David Bote’s walkoff grand slam was clearly the big moment of the weekend for the Cubs.

  • Bote hit the 30th “Ultimate Grand Slam” in MLB history – a walkoff grand slam where his team was down 3 runs.
  • It was the first Ultimate Grand Slam in the Majors since Steve Pearce of the Blue Jays did it last year on July 30.
  • It was the second Ultimate Grand Slam in Cubs history – the other was Ellis Burton 8/31/1963 against the Astros.
  • It was the second Ultimate Grand Slam in MLB history which came with the team down 30. The other was Sammy Byrd of the Reds on May 23, 1936, against the Pirates.

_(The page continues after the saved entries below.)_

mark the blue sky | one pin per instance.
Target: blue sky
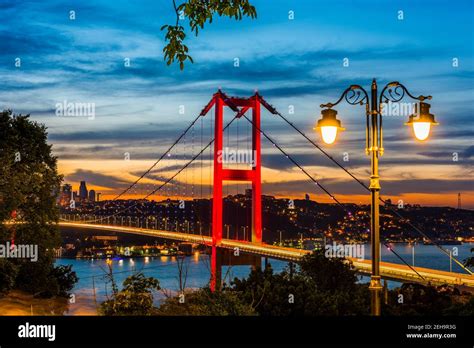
(296, 63)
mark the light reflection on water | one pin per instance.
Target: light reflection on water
(165, 269)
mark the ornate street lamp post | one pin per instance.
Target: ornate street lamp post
(329, 126)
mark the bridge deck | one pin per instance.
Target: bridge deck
(388, 270)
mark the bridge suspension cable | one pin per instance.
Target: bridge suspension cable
(166, 181)
(323, 188)
(276, 112)
(159, 159)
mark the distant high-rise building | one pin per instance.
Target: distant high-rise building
(92, 195)
(83, 191)
(65, 195)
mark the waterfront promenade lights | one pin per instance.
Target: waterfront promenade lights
(329, 126)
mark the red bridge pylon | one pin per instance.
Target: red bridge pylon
(221, 174)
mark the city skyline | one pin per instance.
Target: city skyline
(136, 107)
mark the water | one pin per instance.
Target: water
(165, 269)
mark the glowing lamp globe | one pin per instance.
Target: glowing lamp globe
(329, 125)
(422, 122)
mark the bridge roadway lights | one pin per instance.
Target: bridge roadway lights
(226, 257)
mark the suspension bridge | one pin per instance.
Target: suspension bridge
(210, 231)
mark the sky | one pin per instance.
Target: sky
(293, 53)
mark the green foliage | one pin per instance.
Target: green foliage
(313, 289)
(203, 302)
(29, 184)
(8, 273)
(66, 278)
(136, 297)
(199, 12)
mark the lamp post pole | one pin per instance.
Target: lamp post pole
(375, 286)
(329, 125)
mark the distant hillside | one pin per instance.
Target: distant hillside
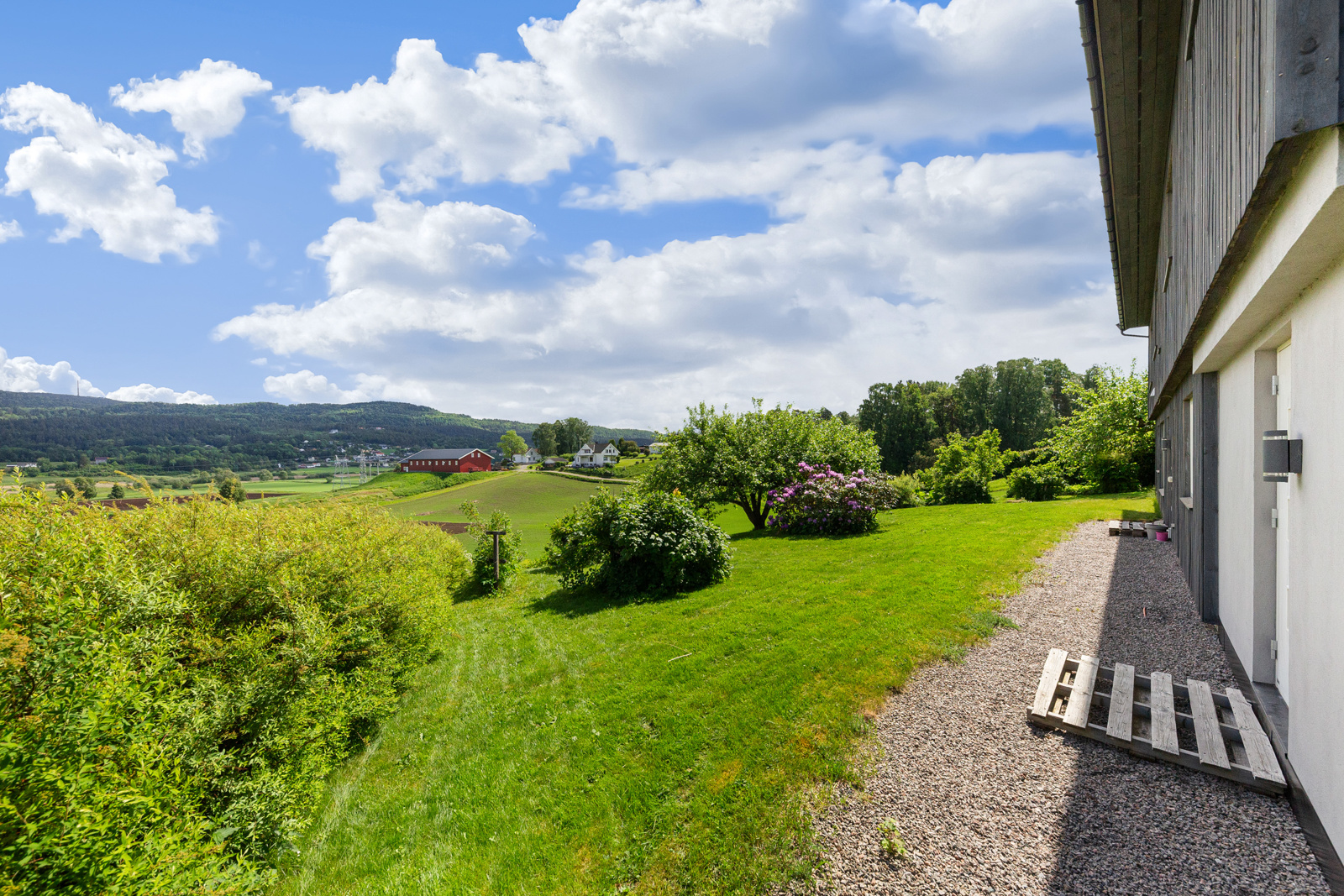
(150, 436)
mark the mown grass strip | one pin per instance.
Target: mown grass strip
(557, 747)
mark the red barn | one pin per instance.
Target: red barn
(448, 461)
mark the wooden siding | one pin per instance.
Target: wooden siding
(1256, 76)
(1222, 134)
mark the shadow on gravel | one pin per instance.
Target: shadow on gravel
(1140, 826)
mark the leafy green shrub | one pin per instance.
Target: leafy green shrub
(176, 681)
(1108, 441)
(643, 542)
(963, 470)
(1119, 472)
(483, 558)
(1041, 483)
(738, 458)
(894, 492)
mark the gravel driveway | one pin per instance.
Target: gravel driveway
(988, 804)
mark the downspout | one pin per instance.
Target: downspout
(1088, 20)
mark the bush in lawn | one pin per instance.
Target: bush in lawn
(738, 458)
(963, 470)
(643, 542)
(178, 681)
(823, 503)
(1042, 483)
(483, 558)
(894, 492)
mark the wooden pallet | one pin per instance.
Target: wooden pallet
(1142, 718)
(1135, 528)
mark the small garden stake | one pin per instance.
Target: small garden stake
(496, 533)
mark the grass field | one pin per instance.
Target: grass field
(566, 743)
(531, 500)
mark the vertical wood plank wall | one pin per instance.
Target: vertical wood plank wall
(1222, 134)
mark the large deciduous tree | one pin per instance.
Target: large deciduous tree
(543, 439)
(1108, 441)
(738, 458)
(512, 443)
(571, 434)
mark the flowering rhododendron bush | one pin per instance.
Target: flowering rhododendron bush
(824, 501)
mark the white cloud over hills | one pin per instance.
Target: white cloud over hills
(24, 374)
(867, 270)
(867, 266)
(98, 177)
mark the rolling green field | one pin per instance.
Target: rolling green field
(531, 500)
(568, 743)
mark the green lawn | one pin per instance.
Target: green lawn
(566, 743)
(533, 501)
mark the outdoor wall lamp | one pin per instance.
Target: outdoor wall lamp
(1283, 456)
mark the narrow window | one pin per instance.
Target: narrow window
(1189, 490)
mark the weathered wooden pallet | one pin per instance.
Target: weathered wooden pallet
(1142, 718)
(1128, 527)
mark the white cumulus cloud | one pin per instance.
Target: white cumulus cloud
(501, 120)
(205, 103)
(98, 177)
(869, 268)
(306, 385)
(24, 374)
(147, 392)
(929, 266)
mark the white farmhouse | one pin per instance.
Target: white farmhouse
(531, 457)
(591, 456)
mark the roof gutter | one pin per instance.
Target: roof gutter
(1088, 20)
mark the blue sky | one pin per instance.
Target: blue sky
(629, 208)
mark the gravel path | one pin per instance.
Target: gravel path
(988, 804)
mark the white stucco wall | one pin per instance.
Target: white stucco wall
(1290, 288)
(1316, 532)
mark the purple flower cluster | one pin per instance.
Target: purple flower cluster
(823, 501)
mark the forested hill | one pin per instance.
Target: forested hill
(151, 436)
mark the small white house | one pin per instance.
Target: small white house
(591, 456)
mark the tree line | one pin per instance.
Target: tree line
(1023, 399)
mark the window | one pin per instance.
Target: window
(1189, 485)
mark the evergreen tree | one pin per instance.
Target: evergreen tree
(900, 421)
(1021, 409)
(976, 399)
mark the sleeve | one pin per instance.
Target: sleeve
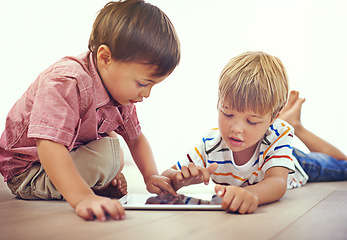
(55, 113)
(280, 152)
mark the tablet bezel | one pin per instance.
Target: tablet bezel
(142, 197)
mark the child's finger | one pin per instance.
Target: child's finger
(205, 175)
(185, 172)
(220, 190)
(212, 168)
(179, 177)
(193, 169)
(161, 187)
(115, 210)
(84, 213)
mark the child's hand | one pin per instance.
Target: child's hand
(195, 174)
(97, 206)
(160, 184)
(237, 199)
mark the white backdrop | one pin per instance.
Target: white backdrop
(308, 36)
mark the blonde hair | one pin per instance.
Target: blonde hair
(254, 81)
(136, 31)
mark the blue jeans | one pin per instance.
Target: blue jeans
(321, 167)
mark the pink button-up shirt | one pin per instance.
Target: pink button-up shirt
(67, 104)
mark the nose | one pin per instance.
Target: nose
(146, 92)
(237, 127)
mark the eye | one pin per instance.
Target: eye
(142, 85)
(227, 115)
(252, 123)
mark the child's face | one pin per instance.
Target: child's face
(242, 130)
(129, 82)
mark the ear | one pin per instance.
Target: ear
(104, 55)
(274, 119)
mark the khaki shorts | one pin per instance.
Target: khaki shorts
(98, 163)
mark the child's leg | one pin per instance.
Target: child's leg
(321, 167)
(291, 114)
(99, 163)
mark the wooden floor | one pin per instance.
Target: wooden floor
(315, 211)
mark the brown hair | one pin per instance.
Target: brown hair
(136, 31)
(254, 81)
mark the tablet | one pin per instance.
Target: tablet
(169, 202)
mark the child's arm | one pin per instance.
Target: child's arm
(189, 175)
(143, 157)
(63, 173)
(247, 199)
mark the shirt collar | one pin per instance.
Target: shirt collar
(101, 94)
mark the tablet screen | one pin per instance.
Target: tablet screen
(151, 201)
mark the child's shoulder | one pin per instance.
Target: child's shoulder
(71, 67)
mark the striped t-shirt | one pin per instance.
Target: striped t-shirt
(274, 150)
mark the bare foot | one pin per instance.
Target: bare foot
(117, 188)
(292, 111)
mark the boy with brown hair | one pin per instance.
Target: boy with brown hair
(61, 137)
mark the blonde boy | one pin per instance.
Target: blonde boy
(249, 156)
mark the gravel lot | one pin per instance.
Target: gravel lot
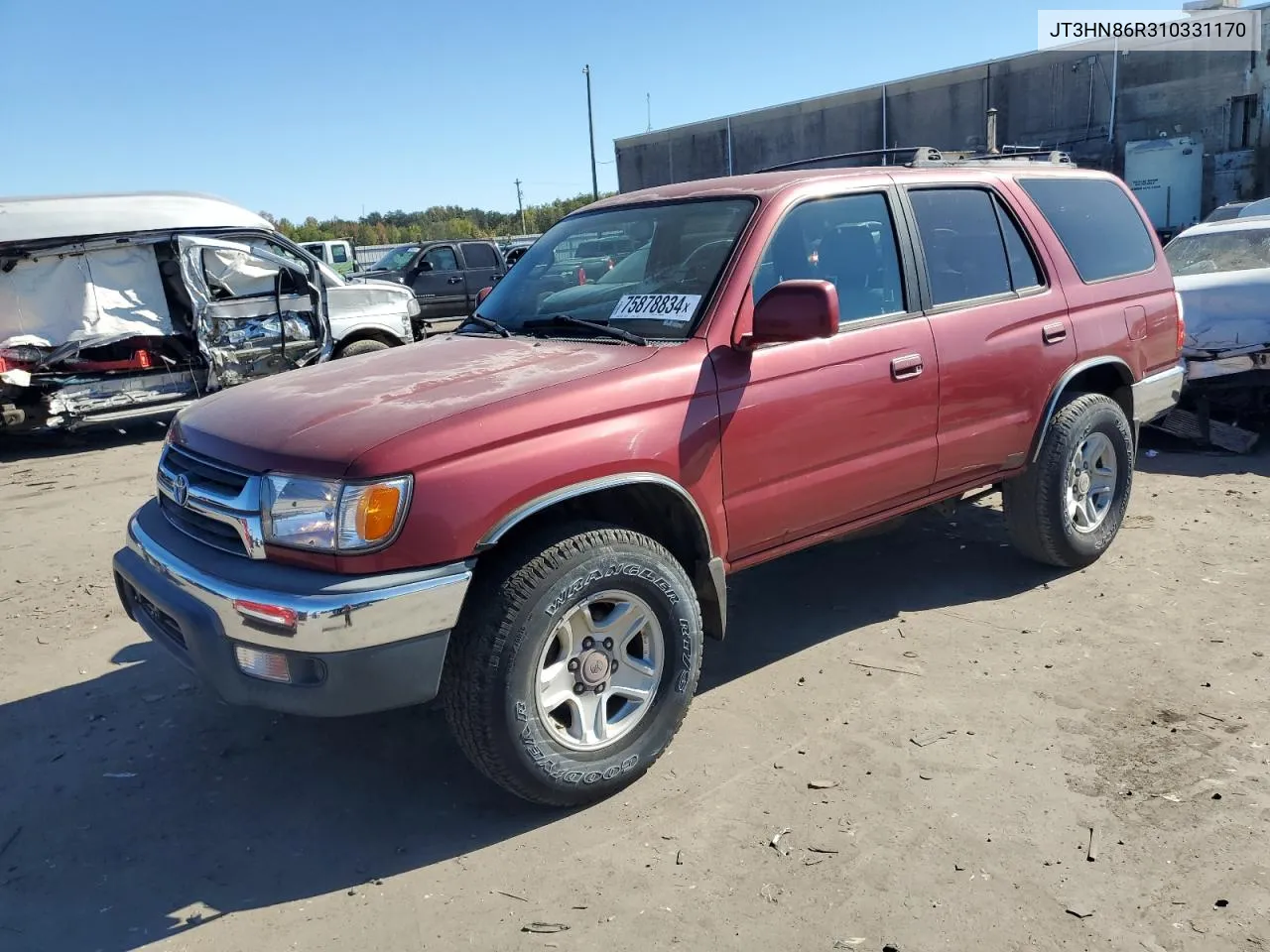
(139, 812)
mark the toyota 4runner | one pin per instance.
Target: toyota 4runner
(535, 518)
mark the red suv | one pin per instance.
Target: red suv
(535, 517)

Bote’s grand slam came with 2 outs, however; Byrd hit his with none out.
  • It was the first Ultimate Grand Slam by a pinch-hitter since Brian Bogusevic of the Astros hit one off Carlos Marmol of the Cubs back on August 16, 2011. However, Bogusevic’s home run came with only one out.
  • Bote’s was the first Ultimate Grand Slam by a pinch-hitter with two outs since Roger Freed of the Cardinals hit one May 1, 1979.
  • Bote was the first Cub to hit a pinch-hit walkoff grand slam since Earl Averill (the son of the Hall of Famer) on May 12, 1959.
  • Bote’s was the first Cub since Ron Santo on Sept. 25, 1968, to hit a walkoff grand slam to give his team its first runs of the game (Santo hit his trailing 1-0).
  • Bote & Heyward (June 6) give the Cubs a pair of walkoff grand slams in the same season for the first time since 1980 (Barry Foote & Cliff Johnson).
  • Bote joins Danny Kravitz as the only players to hit an Ultimate Grand Slam in the same season as their MLB debut (Kravitz’s was his first MLB home run – May 11, 1956 for the Pirates).
  • Both the Cubs and White Sox scored 4 runs in the bottom of the ninth on Sunday… unfortunately the White Sox were trailing 9-3, whereas the Cubs trailed 3-0.